Readings: Isaiah 5:1-7, Philippians 3:4b-14, Matthew 21:33-46
In these few weeks, the world has been wrought with violence. And the question of where is God’s kingdom, is not far from our lips. When natural disasters are pummeling and displacing so many people, have we helped to bring God’s kingdom? When wars and genocide still happen, and threats are routinely traded between nations, when we continue to have high and escalating rates of gun violence in the streets of this country, where are we, as a church, participating in God’s kingdom?
Whenever St. Paul examines himself he finds himself a sinner. All the good, righteous, religious stuff that he has done, when he searches himself he finds it all to be “rubbish”. It’s meaningless because it cannot do what Christ has done for us. It is Jesus Christ alone who relentlessly comes to us and knows us. It is Christ alone who loves us so completely that he would take on flesh to be revealed to us, that he would take up a cross, going even to death for us. From literally life to death and back life, going to hell and back to be with us, Jesus relentlessly comes to know and love us. And all for no other reason than:
God loves you. Not for anything you did, but because you are God’s.

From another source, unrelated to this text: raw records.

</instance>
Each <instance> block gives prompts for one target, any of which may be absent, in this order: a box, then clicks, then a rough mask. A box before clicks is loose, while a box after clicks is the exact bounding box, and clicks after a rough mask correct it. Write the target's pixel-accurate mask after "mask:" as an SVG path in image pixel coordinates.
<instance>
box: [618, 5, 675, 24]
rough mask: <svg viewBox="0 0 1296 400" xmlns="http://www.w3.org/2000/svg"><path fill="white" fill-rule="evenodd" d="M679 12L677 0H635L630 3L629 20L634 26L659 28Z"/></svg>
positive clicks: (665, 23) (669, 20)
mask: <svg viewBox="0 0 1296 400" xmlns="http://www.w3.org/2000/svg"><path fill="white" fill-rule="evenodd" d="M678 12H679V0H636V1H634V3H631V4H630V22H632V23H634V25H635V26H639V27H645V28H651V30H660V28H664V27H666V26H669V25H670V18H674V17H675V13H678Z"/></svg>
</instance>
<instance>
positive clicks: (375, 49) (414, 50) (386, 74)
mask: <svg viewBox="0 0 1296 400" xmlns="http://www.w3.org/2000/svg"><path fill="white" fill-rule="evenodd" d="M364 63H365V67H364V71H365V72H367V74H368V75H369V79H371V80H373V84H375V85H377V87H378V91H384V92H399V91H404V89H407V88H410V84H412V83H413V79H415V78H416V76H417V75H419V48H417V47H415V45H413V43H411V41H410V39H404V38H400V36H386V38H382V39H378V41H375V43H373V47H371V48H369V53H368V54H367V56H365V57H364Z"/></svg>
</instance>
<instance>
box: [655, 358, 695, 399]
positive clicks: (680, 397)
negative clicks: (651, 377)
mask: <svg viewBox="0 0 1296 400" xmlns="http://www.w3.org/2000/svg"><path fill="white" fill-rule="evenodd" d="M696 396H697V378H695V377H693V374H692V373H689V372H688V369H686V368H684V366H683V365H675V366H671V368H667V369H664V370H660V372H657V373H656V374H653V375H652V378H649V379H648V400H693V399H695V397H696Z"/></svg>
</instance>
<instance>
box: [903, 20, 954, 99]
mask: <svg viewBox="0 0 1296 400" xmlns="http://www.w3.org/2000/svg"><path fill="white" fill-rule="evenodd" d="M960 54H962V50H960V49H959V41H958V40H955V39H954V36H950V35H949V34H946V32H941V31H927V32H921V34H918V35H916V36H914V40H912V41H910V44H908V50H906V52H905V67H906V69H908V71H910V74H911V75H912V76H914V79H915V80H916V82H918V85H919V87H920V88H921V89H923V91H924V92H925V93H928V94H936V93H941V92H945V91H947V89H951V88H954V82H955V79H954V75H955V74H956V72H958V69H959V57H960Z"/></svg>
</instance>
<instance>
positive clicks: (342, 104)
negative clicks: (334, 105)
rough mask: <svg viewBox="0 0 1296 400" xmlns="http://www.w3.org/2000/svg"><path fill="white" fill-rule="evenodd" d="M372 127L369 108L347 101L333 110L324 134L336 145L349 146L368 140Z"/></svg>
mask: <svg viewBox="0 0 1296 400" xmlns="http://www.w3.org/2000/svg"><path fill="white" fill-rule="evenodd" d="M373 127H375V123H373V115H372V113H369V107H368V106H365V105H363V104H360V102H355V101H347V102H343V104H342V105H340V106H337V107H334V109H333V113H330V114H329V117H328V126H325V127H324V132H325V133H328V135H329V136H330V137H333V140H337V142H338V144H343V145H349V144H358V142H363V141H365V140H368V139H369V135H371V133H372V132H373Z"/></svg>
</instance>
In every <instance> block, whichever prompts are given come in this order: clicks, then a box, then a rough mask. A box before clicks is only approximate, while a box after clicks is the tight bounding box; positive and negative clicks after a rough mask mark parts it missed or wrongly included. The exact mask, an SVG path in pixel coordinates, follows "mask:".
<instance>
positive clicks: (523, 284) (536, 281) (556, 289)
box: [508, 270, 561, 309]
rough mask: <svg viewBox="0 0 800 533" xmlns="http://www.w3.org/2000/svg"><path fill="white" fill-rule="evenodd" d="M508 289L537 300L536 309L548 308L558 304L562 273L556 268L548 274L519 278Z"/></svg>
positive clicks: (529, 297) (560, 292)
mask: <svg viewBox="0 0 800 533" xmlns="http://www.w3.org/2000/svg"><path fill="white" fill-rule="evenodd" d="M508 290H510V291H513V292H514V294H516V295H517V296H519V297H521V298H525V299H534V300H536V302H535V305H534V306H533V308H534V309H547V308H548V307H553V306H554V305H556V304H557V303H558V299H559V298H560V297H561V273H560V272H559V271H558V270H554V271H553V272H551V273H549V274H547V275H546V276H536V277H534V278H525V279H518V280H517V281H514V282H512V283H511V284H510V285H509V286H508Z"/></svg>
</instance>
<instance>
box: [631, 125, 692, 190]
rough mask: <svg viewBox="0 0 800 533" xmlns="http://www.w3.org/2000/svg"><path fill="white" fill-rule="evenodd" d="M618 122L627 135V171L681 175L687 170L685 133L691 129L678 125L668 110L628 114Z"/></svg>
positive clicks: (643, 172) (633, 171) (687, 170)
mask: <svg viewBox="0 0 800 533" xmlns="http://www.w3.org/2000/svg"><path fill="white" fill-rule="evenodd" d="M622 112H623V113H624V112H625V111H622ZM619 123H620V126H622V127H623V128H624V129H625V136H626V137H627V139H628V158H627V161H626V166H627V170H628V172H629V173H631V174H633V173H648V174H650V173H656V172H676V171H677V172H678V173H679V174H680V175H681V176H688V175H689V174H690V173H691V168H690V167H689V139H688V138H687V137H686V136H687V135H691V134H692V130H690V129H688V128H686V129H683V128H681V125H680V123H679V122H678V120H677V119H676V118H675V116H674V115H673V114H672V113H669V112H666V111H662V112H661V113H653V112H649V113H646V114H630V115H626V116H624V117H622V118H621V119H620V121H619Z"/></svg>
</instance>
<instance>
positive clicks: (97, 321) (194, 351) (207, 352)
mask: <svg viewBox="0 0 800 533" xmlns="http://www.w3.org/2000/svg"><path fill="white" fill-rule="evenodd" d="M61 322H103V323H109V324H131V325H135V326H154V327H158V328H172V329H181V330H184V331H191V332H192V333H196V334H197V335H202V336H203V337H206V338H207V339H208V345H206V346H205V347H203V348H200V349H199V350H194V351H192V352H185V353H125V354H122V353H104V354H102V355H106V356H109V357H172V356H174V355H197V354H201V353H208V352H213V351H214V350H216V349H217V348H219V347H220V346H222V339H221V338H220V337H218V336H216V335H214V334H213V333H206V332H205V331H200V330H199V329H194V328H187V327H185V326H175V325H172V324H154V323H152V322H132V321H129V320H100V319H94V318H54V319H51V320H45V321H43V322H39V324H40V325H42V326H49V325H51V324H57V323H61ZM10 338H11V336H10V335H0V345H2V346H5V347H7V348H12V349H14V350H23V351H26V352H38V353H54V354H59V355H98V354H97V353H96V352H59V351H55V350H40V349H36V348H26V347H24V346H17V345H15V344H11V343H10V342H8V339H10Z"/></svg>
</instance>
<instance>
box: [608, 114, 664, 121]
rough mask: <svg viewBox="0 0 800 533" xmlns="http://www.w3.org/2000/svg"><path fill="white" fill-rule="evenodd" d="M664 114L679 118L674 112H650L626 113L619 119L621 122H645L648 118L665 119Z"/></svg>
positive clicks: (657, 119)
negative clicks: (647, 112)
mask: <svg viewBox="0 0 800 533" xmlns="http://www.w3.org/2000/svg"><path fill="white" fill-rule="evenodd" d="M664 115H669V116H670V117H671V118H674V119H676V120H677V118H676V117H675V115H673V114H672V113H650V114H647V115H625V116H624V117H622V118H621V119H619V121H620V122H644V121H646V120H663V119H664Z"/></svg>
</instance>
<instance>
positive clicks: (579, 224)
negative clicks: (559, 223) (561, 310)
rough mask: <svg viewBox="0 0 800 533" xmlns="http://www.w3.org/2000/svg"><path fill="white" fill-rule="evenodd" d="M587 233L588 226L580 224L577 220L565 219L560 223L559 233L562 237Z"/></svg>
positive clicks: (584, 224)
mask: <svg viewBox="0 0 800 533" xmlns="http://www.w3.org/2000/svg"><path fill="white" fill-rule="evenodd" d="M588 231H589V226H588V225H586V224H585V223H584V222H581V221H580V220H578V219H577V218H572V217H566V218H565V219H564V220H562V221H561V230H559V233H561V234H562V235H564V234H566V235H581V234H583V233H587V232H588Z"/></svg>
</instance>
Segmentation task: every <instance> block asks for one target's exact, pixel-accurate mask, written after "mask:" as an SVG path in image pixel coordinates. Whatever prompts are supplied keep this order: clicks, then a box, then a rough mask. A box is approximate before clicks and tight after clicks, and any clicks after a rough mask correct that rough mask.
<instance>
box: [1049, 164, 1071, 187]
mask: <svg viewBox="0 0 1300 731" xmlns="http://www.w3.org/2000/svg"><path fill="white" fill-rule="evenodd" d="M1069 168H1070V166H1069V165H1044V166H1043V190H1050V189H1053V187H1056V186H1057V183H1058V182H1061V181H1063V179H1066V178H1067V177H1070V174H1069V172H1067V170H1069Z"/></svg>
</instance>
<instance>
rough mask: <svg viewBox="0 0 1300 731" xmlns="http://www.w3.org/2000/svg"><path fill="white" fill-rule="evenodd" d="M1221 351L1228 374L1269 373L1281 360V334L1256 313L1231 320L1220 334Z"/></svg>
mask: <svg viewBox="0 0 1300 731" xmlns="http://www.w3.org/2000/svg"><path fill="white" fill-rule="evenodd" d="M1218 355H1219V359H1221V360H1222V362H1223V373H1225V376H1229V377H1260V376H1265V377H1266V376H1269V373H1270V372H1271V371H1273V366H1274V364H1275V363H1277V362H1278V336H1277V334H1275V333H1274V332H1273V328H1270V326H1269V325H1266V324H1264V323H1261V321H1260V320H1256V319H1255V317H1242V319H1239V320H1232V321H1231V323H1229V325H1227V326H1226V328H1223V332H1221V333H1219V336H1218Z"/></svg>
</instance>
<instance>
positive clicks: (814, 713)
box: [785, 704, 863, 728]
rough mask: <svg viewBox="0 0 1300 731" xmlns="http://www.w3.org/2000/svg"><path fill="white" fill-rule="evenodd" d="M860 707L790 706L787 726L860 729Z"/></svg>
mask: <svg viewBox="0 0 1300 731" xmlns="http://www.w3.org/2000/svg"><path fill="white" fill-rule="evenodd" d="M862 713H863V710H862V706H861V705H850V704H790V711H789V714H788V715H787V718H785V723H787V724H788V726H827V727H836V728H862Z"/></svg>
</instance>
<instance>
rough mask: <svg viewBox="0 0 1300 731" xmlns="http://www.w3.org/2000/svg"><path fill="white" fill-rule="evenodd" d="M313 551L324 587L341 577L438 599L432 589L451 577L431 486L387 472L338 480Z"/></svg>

In Christ, we are totally free. But our freedom is not our own. It is for our neighbor. It is for relationship with God and one another. Our salvation does not depend on our helping Puerto Rico, or Mexico City after hurricanes and earthquakes. It doesn’t depend on fixing wasteful and polluting methods of consumption. It doesn’t depend on our talking to lawmakers to make America a better, safer, and more loving and accepting place. Our salvation doesn’t depend on any of that, but it might be that some else’s life today, or tomorrow, does.
Our good lives are nothing in light of what Christ has done for us, loving us to death and back unconditionally and freely, but neither are our good works, deeds, and lives for us. They are for our neighbors. They are our participation in God’s kingdom here.
In the face of violence, the Christian response is to continue loving the best we can, and with all we’ve got. And thank God that we have Christ, or rather He’s got us, because he is the only one who has conquered death, and from it has brought life. Christ alone, God’s word alone, has the power to transform our lives to bear good grapes in his vineyard.
When we pray “thy kingdom come, thy will be done,” we pray that we might be instruments in God's kingdom coming to this world, and to our neighbors.